One common thing you may want to do, is the equivalent of the SQL statement:
SELECT column1, ..., columnN, COUNT(columnX) FROM table GROUP BY column1, ..., columnN
To count how many rows have a particular value in columnX, grouping the results by the unique values in column1, ..., columnN
In Spotfire, this can be accomplished with the OVER expression:
Count([columnX]) OVER ([column1], ..., [columnN])
If you need a COUNT(DISTINCT(columnX)), you can use UniqueCount([columnX]) instead.
hi stefano, i'm looking for a custom expression as countfis in excel, but i need to return the number of occurrences per each row.

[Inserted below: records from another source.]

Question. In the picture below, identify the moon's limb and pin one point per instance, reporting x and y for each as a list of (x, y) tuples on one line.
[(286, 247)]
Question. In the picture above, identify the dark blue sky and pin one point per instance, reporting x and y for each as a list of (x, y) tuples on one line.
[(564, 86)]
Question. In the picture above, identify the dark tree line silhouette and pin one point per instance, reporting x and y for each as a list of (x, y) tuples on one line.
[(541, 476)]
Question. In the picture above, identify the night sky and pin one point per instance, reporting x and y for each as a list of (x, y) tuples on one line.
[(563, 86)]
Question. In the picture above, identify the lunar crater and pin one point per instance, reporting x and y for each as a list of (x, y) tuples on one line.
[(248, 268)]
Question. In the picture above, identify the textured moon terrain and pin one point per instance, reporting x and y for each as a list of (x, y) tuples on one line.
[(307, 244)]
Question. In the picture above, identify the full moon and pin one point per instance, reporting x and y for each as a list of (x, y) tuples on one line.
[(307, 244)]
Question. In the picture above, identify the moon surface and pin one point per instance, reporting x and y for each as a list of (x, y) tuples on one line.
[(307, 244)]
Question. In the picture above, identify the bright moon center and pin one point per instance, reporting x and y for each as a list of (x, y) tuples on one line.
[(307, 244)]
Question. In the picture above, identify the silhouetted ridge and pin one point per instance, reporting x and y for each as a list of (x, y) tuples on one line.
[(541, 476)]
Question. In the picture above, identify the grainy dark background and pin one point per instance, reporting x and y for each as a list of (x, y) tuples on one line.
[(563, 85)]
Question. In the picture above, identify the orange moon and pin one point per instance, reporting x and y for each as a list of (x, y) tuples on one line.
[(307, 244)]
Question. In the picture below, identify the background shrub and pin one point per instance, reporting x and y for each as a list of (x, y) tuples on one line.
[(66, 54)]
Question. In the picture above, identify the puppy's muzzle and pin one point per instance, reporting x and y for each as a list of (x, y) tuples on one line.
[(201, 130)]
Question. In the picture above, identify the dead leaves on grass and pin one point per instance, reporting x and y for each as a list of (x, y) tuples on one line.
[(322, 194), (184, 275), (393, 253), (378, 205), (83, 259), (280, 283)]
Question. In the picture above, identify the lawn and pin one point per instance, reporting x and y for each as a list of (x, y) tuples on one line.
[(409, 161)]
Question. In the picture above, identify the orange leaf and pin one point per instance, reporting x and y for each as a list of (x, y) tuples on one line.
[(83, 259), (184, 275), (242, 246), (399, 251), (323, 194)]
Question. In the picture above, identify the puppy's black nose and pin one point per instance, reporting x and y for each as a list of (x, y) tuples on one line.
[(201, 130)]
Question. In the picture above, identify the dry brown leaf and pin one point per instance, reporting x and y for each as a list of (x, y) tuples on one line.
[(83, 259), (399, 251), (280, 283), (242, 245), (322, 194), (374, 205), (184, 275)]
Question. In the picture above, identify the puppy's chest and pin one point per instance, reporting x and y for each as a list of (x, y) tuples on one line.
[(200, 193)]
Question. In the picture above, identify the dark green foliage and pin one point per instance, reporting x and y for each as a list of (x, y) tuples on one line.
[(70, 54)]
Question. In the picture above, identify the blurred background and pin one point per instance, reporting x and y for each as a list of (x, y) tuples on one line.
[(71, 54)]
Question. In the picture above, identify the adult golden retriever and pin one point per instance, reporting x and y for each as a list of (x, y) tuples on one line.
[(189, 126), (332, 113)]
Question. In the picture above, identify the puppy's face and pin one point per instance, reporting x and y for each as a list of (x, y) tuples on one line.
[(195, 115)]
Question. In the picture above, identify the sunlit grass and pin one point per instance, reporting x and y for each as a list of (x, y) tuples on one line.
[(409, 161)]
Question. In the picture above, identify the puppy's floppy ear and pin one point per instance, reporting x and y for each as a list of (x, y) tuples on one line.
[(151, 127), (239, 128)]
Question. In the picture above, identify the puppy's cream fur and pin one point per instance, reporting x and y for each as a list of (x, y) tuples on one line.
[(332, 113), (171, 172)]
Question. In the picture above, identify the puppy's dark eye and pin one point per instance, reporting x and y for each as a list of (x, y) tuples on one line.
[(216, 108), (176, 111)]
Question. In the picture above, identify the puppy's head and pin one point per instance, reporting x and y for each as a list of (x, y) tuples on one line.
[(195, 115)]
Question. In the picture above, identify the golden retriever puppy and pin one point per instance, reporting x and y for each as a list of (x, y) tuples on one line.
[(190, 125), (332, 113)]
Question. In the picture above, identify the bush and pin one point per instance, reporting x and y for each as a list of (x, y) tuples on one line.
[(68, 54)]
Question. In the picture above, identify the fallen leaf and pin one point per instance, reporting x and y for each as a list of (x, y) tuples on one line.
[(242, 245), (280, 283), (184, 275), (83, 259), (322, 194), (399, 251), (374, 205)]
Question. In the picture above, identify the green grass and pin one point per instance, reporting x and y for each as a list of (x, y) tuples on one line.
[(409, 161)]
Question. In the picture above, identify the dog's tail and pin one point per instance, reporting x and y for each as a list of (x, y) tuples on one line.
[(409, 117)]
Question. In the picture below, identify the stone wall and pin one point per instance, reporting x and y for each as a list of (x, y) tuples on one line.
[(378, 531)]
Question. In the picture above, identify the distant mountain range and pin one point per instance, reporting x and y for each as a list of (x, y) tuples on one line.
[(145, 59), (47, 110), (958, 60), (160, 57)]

ReplyDeletemore specifically, I have 27 columns and i need to return the number of occurrences >=0 and <1 for each row.
could you help?
thanks!
tiziana
Hi Tiziana,
DeleteI haven't used Spotfire in about a year so I'm not remembering everything correctly but this is already not easy in SQL itself; it requires you to unpivot your rows and consider them one at a time.
Assume you have this table (Oracle DB syntax):
CREATE TABLE test( id NUMBER
,col1 NUMBER
,col2 NUMBER
,col3 NUMBER
);
And put some data into it:
INSERT ALL
INTO test (id, col1, col2, col3) VALUES (1, 0.2, 0.3, 1)
INTO test (id, col1, col2, col3) VALUES (2, 3, 4, 1)
INTO test (id, col1, col2, col3) VALUES (3, 0, 1, 0)
SELECT 1 FROM DUAL;
Now you can simulate countfis as:
SELECT id
,SUM(CASE WHEN val >= 0 AND val < 1 THEN 1 ELSE 0 END) AS cnt
FROM test
UNPIVOT(val FOR col_name IN (col1, col2, col3)) u
GROUP BY id
;
This will give you as output a row for each id with the count of items >=0 and < 1.
Can you translate this into a single Spotfire expression? I am unsure if you can unpivot data on the fly in the expression; if you cannot then you can still create an intermediate table with the unpivoted data and then run the expression on it. Basically you want your table to look like (keep the sample from before in mind):
ID, COL
id1, col1
id1, col2
id1, col3
id2, col1
id2, col2
id2, col3
.
.
.
Then you can easily sum(if([col] >=0 and [col] < 1, 1, 0)) over ([id]) or something similar.
Last resort you can always go with an IronPython script looping over all columns and rows to produce the result you want.
Cheers